EU Security Forces Struggling To Keep Track Of Border Crossings, Report Warns

Paris attacks Eiffel Tower
A French soldier enforcing the Vigipirate plan, France's national security alert system, November 18, 2015, in Paris in front of the Eiffel Tower, which is illuminated with the colors of the French national flag in tribute to the victims of the November 13 Paris attacks. Joel Saget/AFP/Getty Images

EU security authorities have glaring gaps in their ability to monitor people entering and leaving the bloc, a leaked report warns.

The assessment, seen by The Guardian and authored by the European commission's security union task force, says that many of the perpetrators of major attacks in EU countries crossed the bloc's external boundaries "at some point prior to committing their attacks."
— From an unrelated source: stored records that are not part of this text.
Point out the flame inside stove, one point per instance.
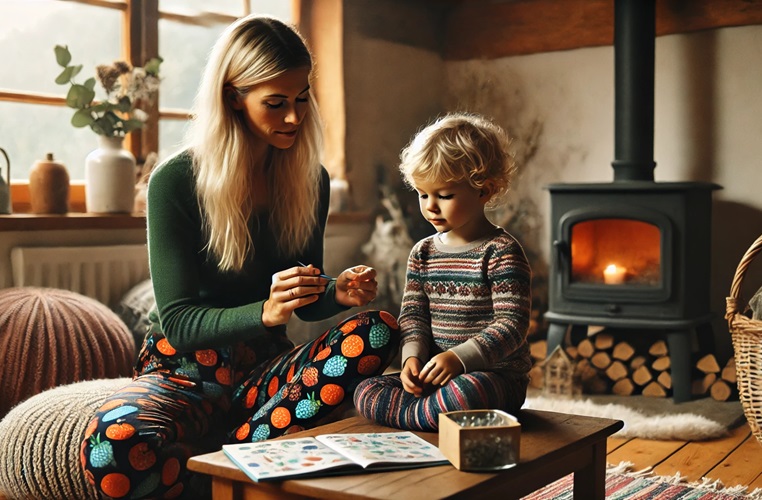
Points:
(616, 252)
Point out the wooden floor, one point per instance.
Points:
(734, 460)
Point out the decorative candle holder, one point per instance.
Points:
(480, 440)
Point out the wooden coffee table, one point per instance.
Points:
(552, 446)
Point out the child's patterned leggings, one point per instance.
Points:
(384, 400)
(183, 404)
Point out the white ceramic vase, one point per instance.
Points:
(110, 172)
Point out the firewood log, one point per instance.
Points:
(623, 387)
(623, 351)
(585, 371)
(616, 371)
(585, 348)
(665, 379)
(642, 375)
(536, 377)
(708, 364)
(539, 349)
(571, 351)
(723, 391)
(729, 372)
(658, 348)
(601, 360)
(700, 386)
(661, 364)
(654, 389)
(603, 341)
(637, 362)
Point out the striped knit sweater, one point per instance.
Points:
(474, 300)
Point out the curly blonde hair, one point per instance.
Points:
(252, 50)
(460, 147)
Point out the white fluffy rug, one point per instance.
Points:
(677, 426)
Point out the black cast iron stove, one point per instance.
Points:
(633, 253)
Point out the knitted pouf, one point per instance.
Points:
(41, 437)
(51, 337)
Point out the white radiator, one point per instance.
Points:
(104, 273)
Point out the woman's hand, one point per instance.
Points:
(356, 286)
(441, 369)
(291, 289)
(409, 377)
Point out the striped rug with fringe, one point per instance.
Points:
(643, 485)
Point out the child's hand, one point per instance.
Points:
(356, 286)
(441, 369)
(409, 376)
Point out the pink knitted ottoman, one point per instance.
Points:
(51, 337)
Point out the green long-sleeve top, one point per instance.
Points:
(197, 305)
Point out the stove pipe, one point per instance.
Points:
(634, 43)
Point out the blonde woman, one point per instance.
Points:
(467, 301)
(231, 219)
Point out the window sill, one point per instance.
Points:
(71, 221)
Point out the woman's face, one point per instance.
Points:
(274, 109)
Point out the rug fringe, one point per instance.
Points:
(705, 483)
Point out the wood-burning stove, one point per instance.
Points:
(633, 253)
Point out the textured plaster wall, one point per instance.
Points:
(559, 106)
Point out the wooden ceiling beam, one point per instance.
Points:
(489, 29)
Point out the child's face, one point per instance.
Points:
(453, 207)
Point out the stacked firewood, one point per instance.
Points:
(715, 381)
(604, 364)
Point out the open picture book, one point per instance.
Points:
(333, 454)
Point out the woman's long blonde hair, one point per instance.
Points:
(252, 50)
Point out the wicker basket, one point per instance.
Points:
(747, 346)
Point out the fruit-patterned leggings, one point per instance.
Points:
(384, 400)
(181, 404)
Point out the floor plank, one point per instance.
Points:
(740, 467)
(694, 460)
(757, 483)
(644, 453)
(614, 443)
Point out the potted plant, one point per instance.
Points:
(109, 169)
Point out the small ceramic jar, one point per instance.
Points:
(49, 187)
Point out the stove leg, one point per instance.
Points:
(556, 334)
(705, 336)
(680, 364)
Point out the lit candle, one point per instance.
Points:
(614, 275)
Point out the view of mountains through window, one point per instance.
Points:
(30, 29)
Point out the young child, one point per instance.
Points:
(466, 306)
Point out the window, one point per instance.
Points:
(34, 119)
EU citizens subject to European arrest warrants were in some cases free to leave, it said, because of "the non-systematic check of EU citizens."

Current EU security co-operation arrangements make it impossible to search shared databases using biometric data like fingerprints.

And, the report said, the code governing the policing of the passport-free Schengen travel area has made it hard to conduct simple checks using national and international databases.

"Another shared aspect of many of the recent attacks is movement within the EU, be it by the perpetrators or their supporters in preparation for an attack or subsequent escape; or to traffic the means that support terrorists, such as illegal firearms and explosives," the report said.

"This raises the question of whether more can be done to enhance security within the Schengen area. This could include action to enhance police checks in internal border regions and along main transport routes."

Meanwhile, member states are failing to share information effectively, the report found. "A further common element between recent attacks is the appearance of many of the suspects on surveillance lists, especially national watch lists," the report added.

"In a number of cases, perpetrators were subject to SIS [Schengen informaton system] alerts.

"The number of alerts has significantly increased in the last two years, but there remain differences between the way in which member states use the system, including a lack of consistency in the use of SIS alerts."